By Jonathan M. Katz, AP
Saturday, January 23, 2010

Haiti rappers craft new ‘Palace’ from ration boxes

PORT-AU-PRINCE, Haiti — Haiti’s National Palace lies in ruins, so the boys of Delmas 40 refugee camp built a cardboard substitute.

The roughly 12-foot-wide (3.7-meter-wide) house of military ration boxes tops a ridge above a sprawling tent city near a base for the U.S. Army’s 82nd Airborne division. The boxes are unfolded and held up by wooden poles and coat hangers. A mini Haitian flag flies in front and a painted sign proclaims it the “palais national.”

When the white-sheet roof billows, you can almost see one of the tapered domes of the real palace that for eight decades crowned downtown Port-au-Prince.
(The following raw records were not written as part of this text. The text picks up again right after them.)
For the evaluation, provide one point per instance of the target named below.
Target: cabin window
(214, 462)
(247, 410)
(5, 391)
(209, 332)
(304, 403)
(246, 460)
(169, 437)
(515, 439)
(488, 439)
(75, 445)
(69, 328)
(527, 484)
“I’d never been in a national palace before, so we built one,” said Jhonny Narcisse, 32. He, like the others, form the rap group “D-Clan.”

Narcisse calls himself “B-Deep.” Louissant Bennigchton, 25, is the front man, aka “J.B. Madjigriddi.” His dreadlocks are partially covered by a burnt-orange knit cap. He has a black beard and horn-rim glasses. At night, 19 guys sleep on the dirt floor of the “palace” that looks down on a makeshift camp that has formed on a golf course.

The musicians are working on a song about the quake that destroyed all their homes called “Bible Story,” but that isn’t finished. For now they freestyle a verse in English and Creole: “We need the food. We need to eat. We are heroes. We are heroes.” They laugh and sway, beatboxing.

There are other signs around the palace. One declares the southwest side as Port-au-Prince’s new cathedral. And one facing the sunglass-wearing U.S. soldiers who direct food distributions to the 50,000 people sleeping in the valley below reads: “God Bless America 4 American Food.”

A food line snakes up the steep hill to the soldiers’ position, housed behind the cracked clubhouse of the swank Petionville country club, which shares its grounds with the U.S. ambassador’s home. Behind the ocean of tarps on the golf course are the cracked concrete houses the people here left behind.

The D-Clan boys say the soldiers keep turning them away in line, so they pool their money to go out, buy rice, and cook it in a corner of their pseudo-palace. Where they buy it exactly, they don’t say.

The camouflaged soldiers behind the ropes say they don’t turn anyone anyway; in fact, they usually let people take rations twice, as long as there’s no shoving. One starts to comment on the new “government” building behind their post, but an officer calls him away.

They’ll probably have a lot of time to consider it, though.

“This palace is here forever,” Bennigchton said, his friends clapping in approval. “Until the owner wants the land back.”